Dr. Gharn gave himself no mercy, George thought, so why should he give it to anyone else?

“It is not your choice. It is mine,” said Sir Stephen tightly. “I claim it by right of our love. She was to be mine. She would have been mine—”

Dr. Gharn looked up at him and held his hand tightly. “Yes,” he said. “Yes.”

“It is what she would have wanted,” said Sir Stephen. “If she had to live as a dove, she would want to be free as a dove, to enjoy the wings that a dove is given for flight, and to see the world from above as only a bird can. Even to experience the dangers that a dove must face.”

Dr. Gharn had closed his eyes and was so still that for a moment George wondered if he had poisoned himself and died.

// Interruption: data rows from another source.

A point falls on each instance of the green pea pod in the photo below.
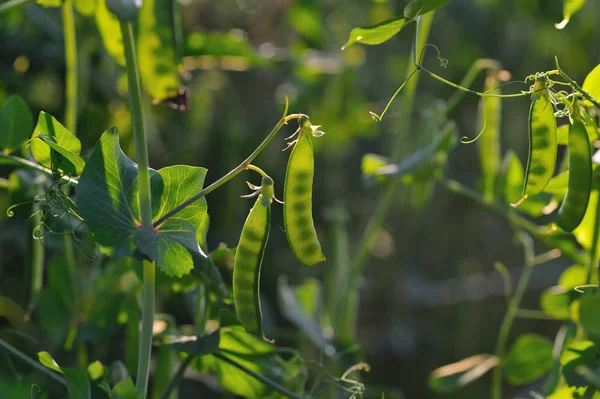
(543, 145)
(577, 197)
(297, 201)
(247, 264)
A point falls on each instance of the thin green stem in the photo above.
(385, 199)
(37, 255)
(593, 251)
(10, 4)
(509, 316)
(231, 174)
(271, 384)
(71, 81)
(141, 152)
(36, 365)
(477, 93)
(567, 250)
(25, 163)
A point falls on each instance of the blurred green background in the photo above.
(429, 295)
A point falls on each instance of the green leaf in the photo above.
(16, 123)
(456, 375)
(420, 7)
(48, 126)
(69, 162)
(78, 383)
(95, 370)
(376, 34)
(570, 7)
(582, 353)
(156, 50)
(125, 389)
(197, 344)
(588, 313)
(591, 84)
(529, 358)
(110, 31)
(46, 359)
(85, 7)
(107, 197)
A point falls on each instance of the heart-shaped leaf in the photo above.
(376, 34)
(15, 124)
(108, 200)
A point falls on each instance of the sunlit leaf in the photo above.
(529, 358)
(196, 344)
(107, 196)
(69, 162)
(156, 50)
(78, 383)
(16, 123)
(420, 7)
(456, 375)
(591, 84)
(570, 7)
(376, 34)
(110, 31)
(588, 313)
(85, 7)
(49, 127)
(124, 389)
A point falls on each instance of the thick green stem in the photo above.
(141, 152)
(36, 365)
(233, 173)
(271, 384)
(9, 5)
(385, 199)
(509, 316)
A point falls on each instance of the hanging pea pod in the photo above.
(297, 197)
(577, 197)
(249, 256)
(543, 145)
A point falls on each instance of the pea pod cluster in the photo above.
(297, 197)
(577, 197)
(248, 259)
(543, 146)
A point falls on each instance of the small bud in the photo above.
(125, 10)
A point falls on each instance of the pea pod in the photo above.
(248, 260)
(577, 197)
(543, 145)
(297, 198)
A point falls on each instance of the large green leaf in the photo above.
(110, 31)
(529, 358)
(156, 50)
(420, 7)
(376, 34)
(16, 122)
(456, 375)
(51, 128)
(107, 197)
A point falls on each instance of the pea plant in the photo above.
(566, 193)
(157, 221)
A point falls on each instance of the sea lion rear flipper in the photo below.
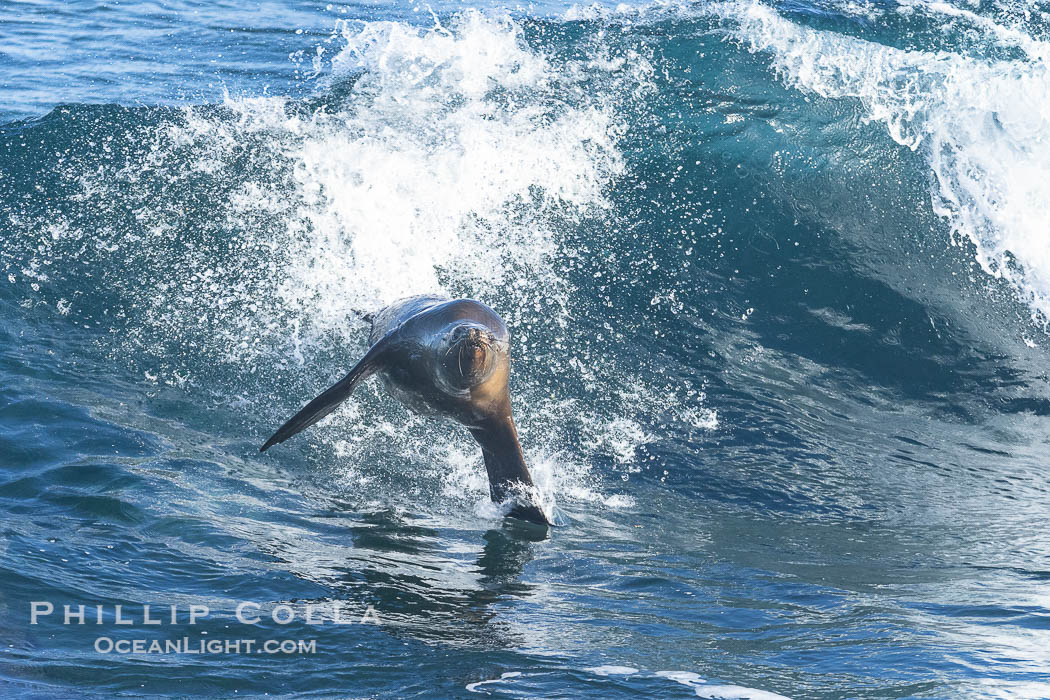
(328, 401)
(506, 466)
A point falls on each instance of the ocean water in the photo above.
(778, 281)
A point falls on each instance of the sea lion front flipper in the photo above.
(506, 465)
(335, 395)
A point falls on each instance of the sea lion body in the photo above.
(448, 358)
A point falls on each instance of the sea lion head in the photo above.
(467, 355)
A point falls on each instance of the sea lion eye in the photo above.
(468, 358)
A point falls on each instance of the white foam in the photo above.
(510, 674)
(981, 123)
(613, 671)
(717, 692)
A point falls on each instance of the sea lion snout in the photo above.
(469, 355)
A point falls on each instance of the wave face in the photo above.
(778, 282)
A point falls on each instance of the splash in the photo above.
(233, 249)
(980, 123)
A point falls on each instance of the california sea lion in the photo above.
(446, 358)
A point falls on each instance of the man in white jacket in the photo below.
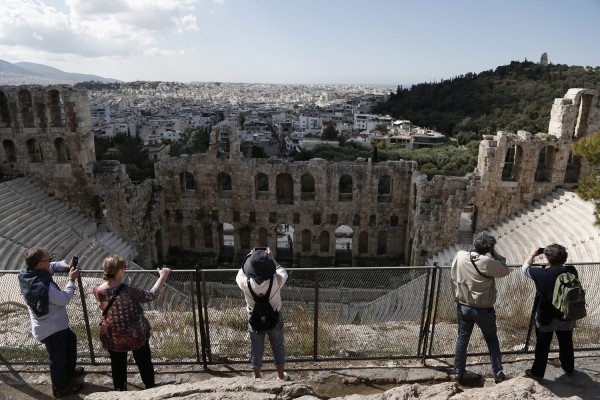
(256, 273)
(473, 276)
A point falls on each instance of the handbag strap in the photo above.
(254, 295)
(473, 262)
(112, 300)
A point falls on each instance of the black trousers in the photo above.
(566, 353)
(143, 360)
(62, 356)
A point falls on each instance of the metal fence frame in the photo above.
(212, 306)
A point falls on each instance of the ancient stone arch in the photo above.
(10, 153)
(345, 188)
(61, 150)
(5, 120)
(26, 108)
(307, 187)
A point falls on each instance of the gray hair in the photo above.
(484, 242)
(556, 254)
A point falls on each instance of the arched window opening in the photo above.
(26, 108)
(10, 153)
(363, 243)
(245, 239)
(343, 245)
(307, 187)
(262, 186)
(208, 240)
(60, 148)
(512, 163)
(573, 169)
(306, 241)
(227, 241)
(284, 189)
(5, 120)
(225, 191)
(583, 116)
(33, 150)
(56, 107)
(324, 242)
(384, 189)
(192, 236)
(263, 237)
(543, 171)
(345, 188)
(372, 220)
(382, 243)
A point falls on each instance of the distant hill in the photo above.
(26, 73)
(512, 97)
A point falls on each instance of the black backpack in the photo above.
(262, 317)
(569, 297)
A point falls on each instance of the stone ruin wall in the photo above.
(440, 200)
(251, 212)
(418, 219)
(46, 134)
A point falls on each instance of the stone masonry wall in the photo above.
(209, 202)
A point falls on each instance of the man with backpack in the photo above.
(261, 280)
(473, 278)
(547, 318)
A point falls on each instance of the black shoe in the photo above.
(71, 389)
(500, 377)
(77, 372)
(456, 377)
(530, 374)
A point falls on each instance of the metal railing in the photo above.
(329, 314)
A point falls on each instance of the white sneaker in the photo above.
(286, 377)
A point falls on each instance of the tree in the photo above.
(330, 133)
(383, 128)
(588, 149)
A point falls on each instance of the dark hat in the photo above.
(259, 265)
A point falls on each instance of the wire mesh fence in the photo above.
(329, 314)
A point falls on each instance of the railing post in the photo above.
(198, 278)
(192, 297)
(435, 294)
(86, 319)
(316, 319)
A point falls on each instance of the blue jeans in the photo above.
(257, 344)
(542, 348)
(62, 356)
(485, 318)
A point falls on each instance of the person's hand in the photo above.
(536, 251)
(164, 272)
(74, 273)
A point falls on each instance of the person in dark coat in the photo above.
(546, 321)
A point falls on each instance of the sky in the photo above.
(297, 42)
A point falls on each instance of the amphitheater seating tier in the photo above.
(561, 217)
(30, 217)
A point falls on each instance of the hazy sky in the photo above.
(301, 41)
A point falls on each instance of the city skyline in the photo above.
(307, 42)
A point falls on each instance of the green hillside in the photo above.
(513, 97)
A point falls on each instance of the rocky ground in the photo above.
(372, 380)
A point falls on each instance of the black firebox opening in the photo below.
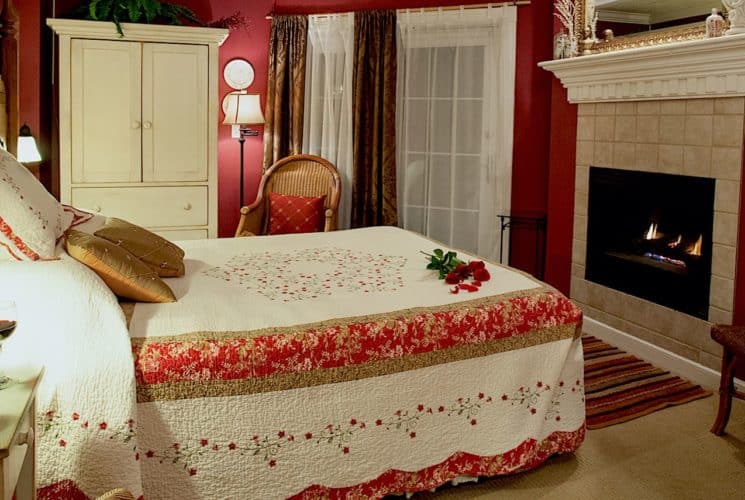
(650, 235)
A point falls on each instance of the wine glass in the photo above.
(8, 323)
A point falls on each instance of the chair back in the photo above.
(297, 175)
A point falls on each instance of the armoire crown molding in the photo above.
(106, 30)
(690, 69)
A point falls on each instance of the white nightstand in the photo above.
(17, 435)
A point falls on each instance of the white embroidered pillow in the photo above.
(31, 220)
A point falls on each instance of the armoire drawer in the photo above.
(147, 206)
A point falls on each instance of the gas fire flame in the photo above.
(674, 244)
(695, 249)
(651, 232)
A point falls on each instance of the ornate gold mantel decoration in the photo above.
(693, 31)
(682, 33)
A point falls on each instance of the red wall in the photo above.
(532, 92)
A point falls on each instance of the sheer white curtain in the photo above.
(455, 105)
(327, 129)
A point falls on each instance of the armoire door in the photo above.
(174, 112)
(105, 113)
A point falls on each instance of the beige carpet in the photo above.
(668, 454)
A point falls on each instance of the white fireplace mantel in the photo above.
(713, 67)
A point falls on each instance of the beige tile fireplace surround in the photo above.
(696, 137)
(673, 109)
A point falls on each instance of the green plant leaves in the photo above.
(134, 11)
(442, 262)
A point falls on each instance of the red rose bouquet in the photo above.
(455, 271)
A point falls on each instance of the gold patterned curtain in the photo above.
(374, 119)
(285, 95)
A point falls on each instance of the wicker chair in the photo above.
(297, 175)
(732, 339)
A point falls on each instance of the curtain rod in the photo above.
(518, 3)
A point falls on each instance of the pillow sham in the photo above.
(295, 214)
(31, 220)
(125, 274)
(162, 256)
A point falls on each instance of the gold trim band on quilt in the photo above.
(224, 388)
(140, 342)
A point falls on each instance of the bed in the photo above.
(329, 365)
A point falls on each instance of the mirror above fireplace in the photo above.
(626, 17)
(641, 23)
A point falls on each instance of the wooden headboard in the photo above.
(9, 102)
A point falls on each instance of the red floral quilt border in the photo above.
(528, 455)
(224, 357)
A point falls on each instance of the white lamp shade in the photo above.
(242, 109)
(27, 150)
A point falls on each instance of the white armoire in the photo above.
(138, 123)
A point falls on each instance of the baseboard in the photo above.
(691, 370)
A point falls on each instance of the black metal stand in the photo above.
(536, 222)
(244, 132)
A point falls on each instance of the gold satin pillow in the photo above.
(161, 255)
(125, 274)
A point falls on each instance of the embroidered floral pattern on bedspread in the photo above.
(526, 456)
(294, 274)
(477, 328)
(409, 423)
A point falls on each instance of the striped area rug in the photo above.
(620, 387)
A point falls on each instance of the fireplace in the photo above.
(650, 235)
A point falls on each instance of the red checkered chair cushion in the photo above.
(295, 214)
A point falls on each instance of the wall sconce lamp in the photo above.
(28, 152)
(242, 109)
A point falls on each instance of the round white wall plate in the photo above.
(238, 73)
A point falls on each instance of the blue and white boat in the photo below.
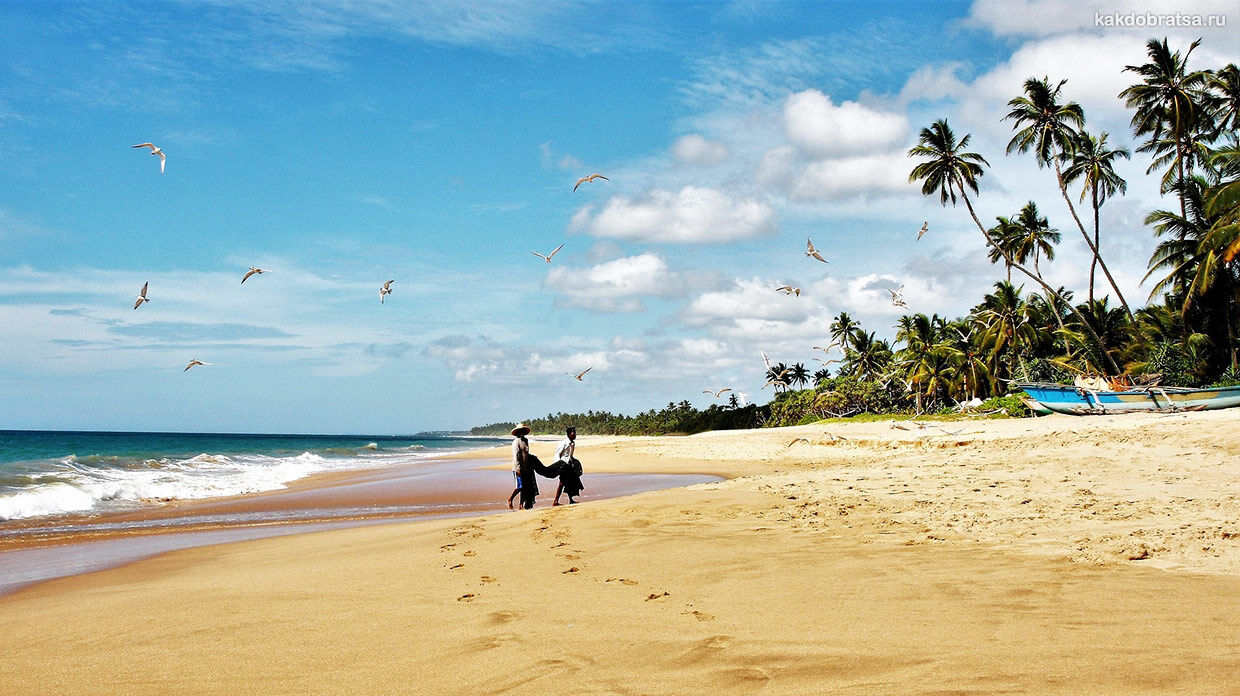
(1084, 401)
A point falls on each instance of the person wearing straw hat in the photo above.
(522, 470)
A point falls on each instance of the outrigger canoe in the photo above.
(1080, 401)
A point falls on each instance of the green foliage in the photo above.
(681, 418)
(1011, 405)
(1173, 364)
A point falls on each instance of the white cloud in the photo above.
(615, 285)
(822, 128)
(697, 150)
(693, 215)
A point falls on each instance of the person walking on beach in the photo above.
(568, 467)
(522, 469)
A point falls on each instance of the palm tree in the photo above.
(951, 173)
(1168, 103)
(1037, 237)
(1094, 164)
(1007, 235)
(799, 375)
(843, 329)
(867, 357)
(1050, 130)
(1006, 326)
(1225, 88)
(1193, 258)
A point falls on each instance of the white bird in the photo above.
(547, 258)
(156, 151)
(812, 252)
(141, 295)
(590, 178)
(252, 271)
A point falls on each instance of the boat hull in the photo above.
(1076, 401)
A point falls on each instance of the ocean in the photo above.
(46, 473)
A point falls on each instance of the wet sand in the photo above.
(1050, 556)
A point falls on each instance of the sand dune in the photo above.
(1049, 556)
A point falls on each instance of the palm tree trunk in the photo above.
(1071, 209)
(1085, 323)
(1093, 264)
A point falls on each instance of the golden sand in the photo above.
(1049, 556)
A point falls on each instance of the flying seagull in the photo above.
(547, 258)
(252, 271)
(156, 151)
(590, 178)
(811, 251)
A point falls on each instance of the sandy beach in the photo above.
(1031, 556)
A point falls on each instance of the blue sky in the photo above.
(344, 144)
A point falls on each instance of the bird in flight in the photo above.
(547, 258)
(812, 252)
(590, 178)
(156, 151)
(252, 271)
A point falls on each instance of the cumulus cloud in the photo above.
(697, 150)
(693, 215)
(817, 125)
(614, 285)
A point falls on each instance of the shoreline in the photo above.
(1054, 556)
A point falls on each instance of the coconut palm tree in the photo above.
(799, 375)
(949, 170)
(1007, 235)
(1050, 129)
(1037, 237)
(1168, 106)
(843, 329)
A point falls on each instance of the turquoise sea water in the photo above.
(48, 473)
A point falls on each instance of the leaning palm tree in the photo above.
(1037, 238)
(1007, 238)
(843, 328)
(1168, 106)
(1049, 128)
(1093, 163)
(951, 171)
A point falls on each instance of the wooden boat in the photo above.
(1083, 401)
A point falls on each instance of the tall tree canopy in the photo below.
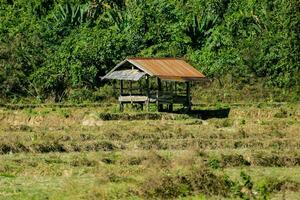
(50, 46)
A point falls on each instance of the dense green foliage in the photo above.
(49, 48)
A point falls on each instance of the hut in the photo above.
(163, 81)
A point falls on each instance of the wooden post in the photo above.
(159, 106)
(121, 87)
(121, 93)
(130, 92)
(148, 92)
(188, 96)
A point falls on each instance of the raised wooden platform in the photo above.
(133, 99)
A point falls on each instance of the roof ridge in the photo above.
(154, 58)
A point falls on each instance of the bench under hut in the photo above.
(163, 81)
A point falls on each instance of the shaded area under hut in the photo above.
(163, 81)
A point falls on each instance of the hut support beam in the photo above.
(159, 106)
(121, 93)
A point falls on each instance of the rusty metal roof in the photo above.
(164, 68)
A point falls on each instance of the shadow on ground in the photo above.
(207, 113)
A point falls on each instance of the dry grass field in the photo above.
(85, 153)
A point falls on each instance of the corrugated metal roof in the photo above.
(131, 74)
(164, 68)
(167, 68)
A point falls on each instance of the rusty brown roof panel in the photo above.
(167, 68)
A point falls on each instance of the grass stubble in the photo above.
(72, 153)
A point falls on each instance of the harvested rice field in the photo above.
(49, 152)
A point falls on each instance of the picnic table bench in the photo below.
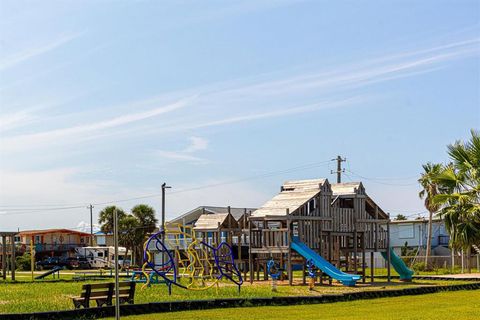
(104, 293)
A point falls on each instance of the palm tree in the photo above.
(105, 218)
(430, 190)
(459, 198)
(147, 223)
(129, 235)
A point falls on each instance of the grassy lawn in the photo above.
(445, 305)
(47, 296)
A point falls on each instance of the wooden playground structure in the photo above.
(309, 224)
(7, 253)
(340, 222)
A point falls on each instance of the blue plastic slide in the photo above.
(326, 267)
(399, 266)
(49, 272)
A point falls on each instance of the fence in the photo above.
(435, 262)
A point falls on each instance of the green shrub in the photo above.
(23, 262)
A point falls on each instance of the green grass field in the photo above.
(446, 306)
(48, 296)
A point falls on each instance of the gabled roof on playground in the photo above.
(191, 216)
(7, 233)
(346, 188)
(211, 222)
(48, 231)
(292, 196)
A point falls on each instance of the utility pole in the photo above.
(91, 223)
(339, 168)
(115, 241)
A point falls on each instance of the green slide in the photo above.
(399, 266)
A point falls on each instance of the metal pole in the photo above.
(32, 257)
(162, 227)
(389, 258)
(4, 257)
(339, 169)
(115, 240)
(12, 257)
(91, 224)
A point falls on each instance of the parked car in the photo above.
(63, 262)
(79, 262)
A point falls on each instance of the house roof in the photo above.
(211, 222)
(345, 188)
(191, 216)
(8, 233)
(47, 231)
(292, 196)
(421, 220)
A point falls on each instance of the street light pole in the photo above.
(164, 186)
(162, 227)
(115, 240)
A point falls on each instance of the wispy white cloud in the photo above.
(14, 59)
(276, 113)
(180, 156)
(196, 144)
(82, 131)
(361, 73)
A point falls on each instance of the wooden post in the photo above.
(289, 257)
(389, 258)
(250, 255)
(372, 266)
(363, 257)
(355, 243)
(304, 279)
(12, 257)
(4, 257)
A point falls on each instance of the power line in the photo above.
(32, 209)
(375, 180)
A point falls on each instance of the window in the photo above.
(311, 206)
(101, 240)
(406, 231)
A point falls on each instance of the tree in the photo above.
(133, 228)
(145, 216)
(129, 235)
(430, 190)
(459, 196)
(105, 218)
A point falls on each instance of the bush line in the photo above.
(190, 305)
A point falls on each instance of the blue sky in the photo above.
(104, 101)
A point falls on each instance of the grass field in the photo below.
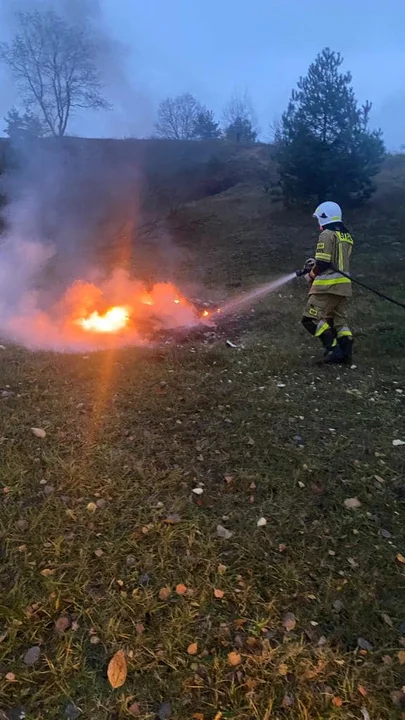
(105, 546)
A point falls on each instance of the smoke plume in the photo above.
(71, 245)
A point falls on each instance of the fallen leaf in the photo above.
(62, 624)
(32, 656)
(172, 519)
(288, 701)
(364, 644)
(47, 572)
(234, 659)
(117, 669)
(72, 712)
(401, 657)
(164, 593)
(165, 711)
(223, 532)
(289, 621)
(22, 525)
(352, 503)
(135, 709)
(38, 432)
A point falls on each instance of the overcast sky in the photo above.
(213, 47)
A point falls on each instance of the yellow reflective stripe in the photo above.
(320, 330)
(340, 256)
(333, 281)
(345, 237)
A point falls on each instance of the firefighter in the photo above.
(325, 312)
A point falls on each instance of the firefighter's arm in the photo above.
(323, 255)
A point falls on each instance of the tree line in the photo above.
(323, 144)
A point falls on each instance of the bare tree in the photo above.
(178, 117)
(54, 64)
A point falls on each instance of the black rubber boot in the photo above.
(327, 339)
(346, 346)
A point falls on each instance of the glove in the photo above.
(309, 264)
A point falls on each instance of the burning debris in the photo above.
(118, 311)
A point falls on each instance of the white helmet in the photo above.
(327, 213)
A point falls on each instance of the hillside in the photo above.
(229, 520)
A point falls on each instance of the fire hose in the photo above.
(309, 264)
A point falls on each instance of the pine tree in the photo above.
(324, 147)
(241, 130)
(205, 127)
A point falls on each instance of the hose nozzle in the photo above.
(309, 264)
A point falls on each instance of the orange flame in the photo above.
(115, 319)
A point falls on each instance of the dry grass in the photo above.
(129, 435)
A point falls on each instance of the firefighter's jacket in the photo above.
(333, 248)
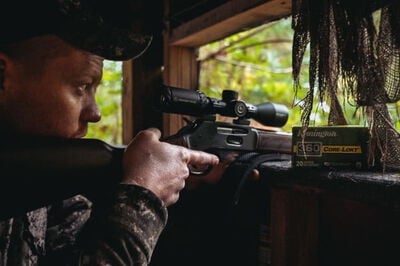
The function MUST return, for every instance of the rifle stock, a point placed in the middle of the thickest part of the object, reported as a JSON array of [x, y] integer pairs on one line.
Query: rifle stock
[[40, 171]]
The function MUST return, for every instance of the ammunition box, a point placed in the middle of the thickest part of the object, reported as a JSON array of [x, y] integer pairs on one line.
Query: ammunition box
[[331, 146]]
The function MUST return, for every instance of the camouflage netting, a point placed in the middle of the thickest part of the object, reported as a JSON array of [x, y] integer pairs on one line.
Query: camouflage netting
[[349, 49]]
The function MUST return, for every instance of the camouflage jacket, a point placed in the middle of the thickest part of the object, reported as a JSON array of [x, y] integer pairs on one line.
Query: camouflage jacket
[[78, 232]]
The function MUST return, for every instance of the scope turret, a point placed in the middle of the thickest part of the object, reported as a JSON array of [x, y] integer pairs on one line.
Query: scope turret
[[195, 103]]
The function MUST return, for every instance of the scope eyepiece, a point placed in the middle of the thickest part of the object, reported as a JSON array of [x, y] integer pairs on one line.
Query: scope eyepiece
[[195, 103]]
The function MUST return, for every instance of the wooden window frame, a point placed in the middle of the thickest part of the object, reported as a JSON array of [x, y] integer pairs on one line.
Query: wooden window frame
[[178, 48]]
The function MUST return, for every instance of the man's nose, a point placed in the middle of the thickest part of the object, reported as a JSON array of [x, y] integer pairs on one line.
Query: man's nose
[[91, 112]]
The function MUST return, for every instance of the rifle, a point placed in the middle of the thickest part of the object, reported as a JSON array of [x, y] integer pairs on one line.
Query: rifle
[[42, 170], [221, 138]]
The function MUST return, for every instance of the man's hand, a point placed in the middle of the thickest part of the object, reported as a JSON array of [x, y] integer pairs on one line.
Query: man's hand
[[159, 166]]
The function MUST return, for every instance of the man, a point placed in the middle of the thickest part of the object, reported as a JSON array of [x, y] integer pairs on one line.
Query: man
[[51, 55]]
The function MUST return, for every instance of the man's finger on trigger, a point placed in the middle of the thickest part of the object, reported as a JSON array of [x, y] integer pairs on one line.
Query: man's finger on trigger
[[202, 158]]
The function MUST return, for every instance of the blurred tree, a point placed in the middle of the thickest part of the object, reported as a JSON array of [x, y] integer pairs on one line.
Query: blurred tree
[[257, 64], [109, 99]]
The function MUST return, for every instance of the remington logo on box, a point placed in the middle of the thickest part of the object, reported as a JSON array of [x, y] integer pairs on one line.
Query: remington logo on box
[[333, 146]]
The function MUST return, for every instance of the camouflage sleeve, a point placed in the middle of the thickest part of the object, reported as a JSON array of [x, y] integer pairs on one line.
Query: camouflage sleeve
[[125, 232]]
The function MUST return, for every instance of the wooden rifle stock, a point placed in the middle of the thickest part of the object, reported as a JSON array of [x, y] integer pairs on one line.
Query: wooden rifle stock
[[39, 171]]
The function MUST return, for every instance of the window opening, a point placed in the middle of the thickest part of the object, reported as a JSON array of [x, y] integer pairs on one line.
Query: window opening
[[109, 100]]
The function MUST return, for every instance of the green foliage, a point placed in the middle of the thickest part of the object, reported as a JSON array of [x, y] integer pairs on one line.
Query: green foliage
[[257, 64], [109, 99]]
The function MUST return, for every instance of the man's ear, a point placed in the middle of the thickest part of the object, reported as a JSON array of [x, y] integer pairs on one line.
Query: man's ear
[[2, 70], [5, 64]]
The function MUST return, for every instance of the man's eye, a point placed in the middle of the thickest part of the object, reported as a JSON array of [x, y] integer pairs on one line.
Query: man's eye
[[80, 89]]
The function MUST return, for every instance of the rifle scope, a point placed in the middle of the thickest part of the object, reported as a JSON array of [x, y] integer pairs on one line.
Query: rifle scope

Then he nodded, just the slightest nod.

Sir Stephen bent to take the cage, then opened the barred door of the cell.

When he was gone, George turned back to Dr. Gharn. “My father?” he asked. The physician had already answered the question of Beatrice and Marit. Twice over now.

Dr. Gharn only shook his head. “There is no cure for the black-green leaf,” he said. “At least, there is nothing
I have ever heard of, in all my years of travel. It is ideal for that reason. Even the wealthiest man in the world can have no hope of recovering from a slowly given dose, day after day, for months on end.”

George did not disbelieve the physician’s answer, for the man spoke with such bluntness and seemed so little interested in mercy. And yet it was all George could do to keep his hands clenched at his sides, away from Dr. Gharn’s throat. After a long moment George recovered himself enough to ask, “Is there nothing you can do for him then?”

Dr. Gharn’s head jerked up at the question as if he had never considered it before. “Oh. Well, yes, of course I can give him ease from his pain. I cannot save his life, but I may be able to prolong it. By a few days, a few weeks.” He shrugged with a very small motion. “I do not know how long.” He turned to George. “Is that what you would wish me to do?”

George closed his eyes, wondering if Dr. Gharn would not kill his father with some other elixir he offered. Why should he trust him?

But, then, why had he gone after Dr. Gharn if he had no intention of allowing him to come near his father again? He had to choose, the hope of helping his father against the chance of hurting him.

The weight of the decision settled on him, and George had the first taste of what it would be like to be king.